Deforestation would release carbon to the atmosphere, and reduce the overall carbon binding capacity of the land, thus it would be counterproductive with respect to the carbon balance. In 2007, Greenpeace protested the use of palm oil, concluding the potential for deforestation remains. According to Greenpeace, increasing the production of palm oil reduces the available land area, so indirectly generates demand for rainforest destruction, even if the palm oil itself is rainforest-certified. Greenpeace noted RSPO is voluntary organization and claimed government regulation in palm oil producing countries, such as Indonesia, cannot be relied on because of political corruption. Greenpeace also claimed palm oil diesel can actually produce three to 10 times more carbon dioxide emissions than petrodiesel because of the indirect effects of clearing of swamps, forest fires and indirect generation of demand for land area. Greenpeace demands that Neste should use domestic feedstocks such as rapeseed oil or biogas, instead. However, rapeseed is a slower-growing, cold-climate source with lesser carbon-binding potential than the oil palm, making emissions from cultivation and transport proportionally more severe.

In 2017, the share of palm oil in the feedstock has been reduced to less than 20%, being replaced by reclaimed waste oils such as used frying oil, animal and fish fat, and camelina, jatropha, soy and rapeseed oil. Use of reclaimed waste oil reduces the greenhouse gas impact by 88–91%. Neste is continuing to look into new feedstock, including algae, jatropha and microbial oil.

==Use==
This diesel is blended with petrodiesel. A market is created because the European Union required 5.75% of transport fuels should be biofuels by 2010. The EU further decided on 18 December 2008, that by 2020, the share of energy from renewable sources in all forms of transportation be at least 10% of the final consumption of energy. Systems and regions without an electrical grid will be the long-term market for hydrotreated vegetable oils, as the EU prefers electrical use by factor 2.5. In the Helsinki area, the Helsinki Metropolitan Area Council and the Helsinki City Transport conducted a three-year experiment by running buses with 25% Neste Renewable Diesel at first, and then switching to 100% in 2008. The trial, which was the largest field test of a biofuel produced from renewable raw materials worldwide, was a success: local emissions were decreased significantly, with particle emissions decreased by 30% and nitrogen oxide emissions by 10%, with excellent winter performance and no problems with catalytic converters. Since then, Helsinki buses have run on Neste Renewable Diesel.

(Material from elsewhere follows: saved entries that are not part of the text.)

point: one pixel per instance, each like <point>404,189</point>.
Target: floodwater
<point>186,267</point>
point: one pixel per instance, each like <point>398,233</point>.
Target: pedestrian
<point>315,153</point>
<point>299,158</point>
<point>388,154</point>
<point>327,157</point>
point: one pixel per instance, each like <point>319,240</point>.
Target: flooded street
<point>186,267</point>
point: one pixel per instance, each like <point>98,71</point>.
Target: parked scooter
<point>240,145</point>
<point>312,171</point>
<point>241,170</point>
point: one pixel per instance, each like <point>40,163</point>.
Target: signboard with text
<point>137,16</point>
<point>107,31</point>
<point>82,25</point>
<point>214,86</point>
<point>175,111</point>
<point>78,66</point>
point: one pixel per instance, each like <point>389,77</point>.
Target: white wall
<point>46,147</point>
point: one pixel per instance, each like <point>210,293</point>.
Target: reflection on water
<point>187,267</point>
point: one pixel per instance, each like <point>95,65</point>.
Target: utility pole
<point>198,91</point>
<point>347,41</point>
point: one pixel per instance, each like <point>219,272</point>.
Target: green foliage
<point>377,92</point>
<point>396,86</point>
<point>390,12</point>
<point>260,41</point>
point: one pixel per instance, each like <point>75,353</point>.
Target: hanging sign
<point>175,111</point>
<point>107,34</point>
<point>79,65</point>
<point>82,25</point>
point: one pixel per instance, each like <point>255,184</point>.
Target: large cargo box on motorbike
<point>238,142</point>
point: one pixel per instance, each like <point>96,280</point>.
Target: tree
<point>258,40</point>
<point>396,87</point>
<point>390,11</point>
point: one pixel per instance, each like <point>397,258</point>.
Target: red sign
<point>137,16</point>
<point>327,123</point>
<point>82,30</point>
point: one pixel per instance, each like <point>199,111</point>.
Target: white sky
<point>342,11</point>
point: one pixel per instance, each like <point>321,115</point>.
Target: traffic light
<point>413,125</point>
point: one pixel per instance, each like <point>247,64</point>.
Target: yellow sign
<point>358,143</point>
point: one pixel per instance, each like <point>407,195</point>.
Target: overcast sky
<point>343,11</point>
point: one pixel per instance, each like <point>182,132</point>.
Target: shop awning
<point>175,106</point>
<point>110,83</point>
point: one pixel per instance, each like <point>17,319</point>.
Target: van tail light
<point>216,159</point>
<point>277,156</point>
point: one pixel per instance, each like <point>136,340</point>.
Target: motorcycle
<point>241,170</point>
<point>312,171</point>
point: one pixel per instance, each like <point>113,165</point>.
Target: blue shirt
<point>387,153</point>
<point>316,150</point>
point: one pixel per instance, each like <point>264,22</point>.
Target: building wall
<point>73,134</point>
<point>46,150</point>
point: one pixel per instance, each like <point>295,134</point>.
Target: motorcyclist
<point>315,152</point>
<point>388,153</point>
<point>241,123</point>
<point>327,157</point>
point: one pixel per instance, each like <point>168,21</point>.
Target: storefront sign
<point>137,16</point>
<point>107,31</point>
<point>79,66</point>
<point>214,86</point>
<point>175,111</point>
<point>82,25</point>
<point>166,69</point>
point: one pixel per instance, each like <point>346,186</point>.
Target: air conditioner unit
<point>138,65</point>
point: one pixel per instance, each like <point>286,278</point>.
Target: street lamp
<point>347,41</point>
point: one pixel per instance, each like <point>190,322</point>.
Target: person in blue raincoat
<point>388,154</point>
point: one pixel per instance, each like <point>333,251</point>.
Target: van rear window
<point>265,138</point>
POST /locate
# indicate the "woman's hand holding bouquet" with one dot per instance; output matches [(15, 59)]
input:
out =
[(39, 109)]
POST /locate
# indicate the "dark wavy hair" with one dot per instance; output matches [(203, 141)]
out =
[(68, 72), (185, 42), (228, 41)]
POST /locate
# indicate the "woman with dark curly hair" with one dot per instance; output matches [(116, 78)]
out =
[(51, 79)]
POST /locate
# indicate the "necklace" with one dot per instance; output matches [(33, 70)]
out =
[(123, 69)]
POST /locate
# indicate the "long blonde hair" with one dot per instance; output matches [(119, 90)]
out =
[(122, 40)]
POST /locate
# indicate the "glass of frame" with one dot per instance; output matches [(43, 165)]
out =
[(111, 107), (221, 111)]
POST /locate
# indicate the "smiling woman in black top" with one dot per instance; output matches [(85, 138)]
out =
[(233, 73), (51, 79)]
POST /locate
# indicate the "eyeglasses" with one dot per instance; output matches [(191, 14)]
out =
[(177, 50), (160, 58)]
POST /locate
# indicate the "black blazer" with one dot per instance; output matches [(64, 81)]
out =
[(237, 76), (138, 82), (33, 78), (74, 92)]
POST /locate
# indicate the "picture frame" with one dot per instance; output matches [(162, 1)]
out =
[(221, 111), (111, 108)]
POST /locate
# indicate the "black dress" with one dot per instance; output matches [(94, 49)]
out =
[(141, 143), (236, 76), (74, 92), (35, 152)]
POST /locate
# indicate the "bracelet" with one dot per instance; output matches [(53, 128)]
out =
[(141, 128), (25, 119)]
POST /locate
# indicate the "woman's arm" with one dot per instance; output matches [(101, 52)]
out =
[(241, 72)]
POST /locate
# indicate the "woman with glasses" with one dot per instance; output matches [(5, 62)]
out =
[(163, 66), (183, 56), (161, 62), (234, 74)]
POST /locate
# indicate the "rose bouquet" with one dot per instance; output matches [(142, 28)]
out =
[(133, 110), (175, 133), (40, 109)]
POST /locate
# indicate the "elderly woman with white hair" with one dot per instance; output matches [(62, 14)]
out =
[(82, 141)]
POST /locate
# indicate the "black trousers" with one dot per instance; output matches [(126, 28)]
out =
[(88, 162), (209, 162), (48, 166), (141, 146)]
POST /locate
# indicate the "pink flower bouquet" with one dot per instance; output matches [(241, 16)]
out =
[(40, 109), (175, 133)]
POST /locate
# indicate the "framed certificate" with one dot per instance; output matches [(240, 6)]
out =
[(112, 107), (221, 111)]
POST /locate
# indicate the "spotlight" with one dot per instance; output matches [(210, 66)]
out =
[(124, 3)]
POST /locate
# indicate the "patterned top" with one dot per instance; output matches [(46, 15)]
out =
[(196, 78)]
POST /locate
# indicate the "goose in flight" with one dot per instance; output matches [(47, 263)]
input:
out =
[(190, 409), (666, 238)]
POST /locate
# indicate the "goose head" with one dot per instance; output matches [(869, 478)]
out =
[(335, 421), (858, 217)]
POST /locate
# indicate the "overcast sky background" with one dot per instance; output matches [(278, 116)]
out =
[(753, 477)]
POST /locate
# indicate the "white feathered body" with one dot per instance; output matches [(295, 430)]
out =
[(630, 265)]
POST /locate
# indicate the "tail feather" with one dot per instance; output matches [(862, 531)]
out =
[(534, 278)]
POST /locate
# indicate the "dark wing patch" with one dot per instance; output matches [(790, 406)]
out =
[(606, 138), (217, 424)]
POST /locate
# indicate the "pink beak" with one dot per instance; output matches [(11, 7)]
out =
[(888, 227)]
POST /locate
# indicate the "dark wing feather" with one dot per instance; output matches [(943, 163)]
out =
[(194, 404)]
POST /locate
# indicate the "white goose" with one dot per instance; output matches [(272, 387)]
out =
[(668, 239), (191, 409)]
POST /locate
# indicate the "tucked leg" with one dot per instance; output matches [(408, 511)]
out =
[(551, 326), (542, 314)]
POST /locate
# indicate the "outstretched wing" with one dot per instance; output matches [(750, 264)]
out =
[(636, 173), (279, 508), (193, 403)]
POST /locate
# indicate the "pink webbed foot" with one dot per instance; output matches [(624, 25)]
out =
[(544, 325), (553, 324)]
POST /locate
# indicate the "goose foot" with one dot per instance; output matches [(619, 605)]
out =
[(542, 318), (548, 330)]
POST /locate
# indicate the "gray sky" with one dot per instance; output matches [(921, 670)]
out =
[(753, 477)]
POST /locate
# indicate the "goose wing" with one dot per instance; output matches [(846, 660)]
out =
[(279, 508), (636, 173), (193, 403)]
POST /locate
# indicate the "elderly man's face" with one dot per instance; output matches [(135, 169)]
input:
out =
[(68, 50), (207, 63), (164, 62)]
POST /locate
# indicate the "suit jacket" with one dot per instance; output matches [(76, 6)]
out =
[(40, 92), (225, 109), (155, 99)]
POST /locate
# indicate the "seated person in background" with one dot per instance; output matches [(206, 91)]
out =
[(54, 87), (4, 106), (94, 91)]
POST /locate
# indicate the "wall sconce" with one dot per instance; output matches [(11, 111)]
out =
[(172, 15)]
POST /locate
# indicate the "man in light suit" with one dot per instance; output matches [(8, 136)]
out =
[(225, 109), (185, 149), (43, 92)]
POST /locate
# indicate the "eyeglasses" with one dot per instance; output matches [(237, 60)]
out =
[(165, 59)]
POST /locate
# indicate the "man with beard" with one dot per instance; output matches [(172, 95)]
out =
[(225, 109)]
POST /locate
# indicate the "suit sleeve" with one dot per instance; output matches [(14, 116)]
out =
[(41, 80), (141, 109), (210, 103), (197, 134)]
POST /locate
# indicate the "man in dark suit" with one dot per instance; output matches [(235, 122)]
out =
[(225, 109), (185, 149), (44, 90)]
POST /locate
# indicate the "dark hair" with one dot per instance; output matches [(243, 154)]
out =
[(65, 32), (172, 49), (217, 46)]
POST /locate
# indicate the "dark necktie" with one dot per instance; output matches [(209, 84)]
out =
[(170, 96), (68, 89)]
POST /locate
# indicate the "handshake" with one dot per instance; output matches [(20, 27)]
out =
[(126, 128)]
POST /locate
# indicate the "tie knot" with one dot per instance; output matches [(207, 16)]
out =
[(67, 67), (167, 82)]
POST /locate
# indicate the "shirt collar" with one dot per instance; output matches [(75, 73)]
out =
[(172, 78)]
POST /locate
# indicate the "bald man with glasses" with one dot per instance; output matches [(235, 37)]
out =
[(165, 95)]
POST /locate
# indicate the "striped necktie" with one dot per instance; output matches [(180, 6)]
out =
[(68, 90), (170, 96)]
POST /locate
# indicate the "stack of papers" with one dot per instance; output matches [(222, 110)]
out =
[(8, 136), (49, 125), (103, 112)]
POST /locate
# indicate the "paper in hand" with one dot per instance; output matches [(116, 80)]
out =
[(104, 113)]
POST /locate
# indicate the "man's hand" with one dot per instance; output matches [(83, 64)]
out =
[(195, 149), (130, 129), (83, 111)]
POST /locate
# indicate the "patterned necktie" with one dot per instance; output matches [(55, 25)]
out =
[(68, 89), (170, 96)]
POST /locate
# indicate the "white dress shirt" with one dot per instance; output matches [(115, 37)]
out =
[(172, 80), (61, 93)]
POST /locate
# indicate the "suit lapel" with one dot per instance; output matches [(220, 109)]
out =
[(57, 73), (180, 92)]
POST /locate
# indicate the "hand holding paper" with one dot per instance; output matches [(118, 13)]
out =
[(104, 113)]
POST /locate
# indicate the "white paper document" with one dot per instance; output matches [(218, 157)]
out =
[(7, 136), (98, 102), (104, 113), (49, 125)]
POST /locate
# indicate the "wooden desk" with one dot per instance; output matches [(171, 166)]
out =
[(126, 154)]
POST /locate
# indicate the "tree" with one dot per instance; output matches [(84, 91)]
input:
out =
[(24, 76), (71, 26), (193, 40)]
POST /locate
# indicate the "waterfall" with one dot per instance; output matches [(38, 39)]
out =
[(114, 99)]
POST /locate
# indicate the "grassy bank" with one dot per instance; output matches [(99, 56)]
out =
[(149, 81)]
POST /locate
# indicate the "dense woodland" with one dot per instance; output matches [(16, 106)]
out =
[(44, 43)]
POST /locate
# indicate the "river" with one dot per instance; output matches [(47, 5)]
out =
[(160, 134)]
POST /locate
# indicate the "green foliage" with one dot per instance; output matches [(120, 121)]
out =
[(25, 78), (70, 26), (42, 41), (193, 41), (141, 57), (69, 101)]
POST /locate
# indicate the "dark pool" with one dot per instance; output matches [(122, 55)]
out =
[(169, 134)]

As a result of its hydrocarbon nature, Neste Renewable Diesel operates without problems in current diesel vehicles in all climatic conditions. It does not have any of the drawbacks of the traditional ester type FAME biodiesel, such as cold operability, 'best before' date, engine and fuel system deposit formation, risk for microbial growth and water pick up, engine oil dilution and deterioration.

Neste Renewable Diesel can be blended into diesel fuel in any ratio, whereas the use of the traditional FAME biodiesel is limited to maximum 7% by the EN 590 standard in order to avoid technical problems in engines and vehicles.

Following a proposal by VDA, Daimler Trucks and Daimler Buses recommend the biofuel Neste Renewable Diesel as an admixture to petrodiesel.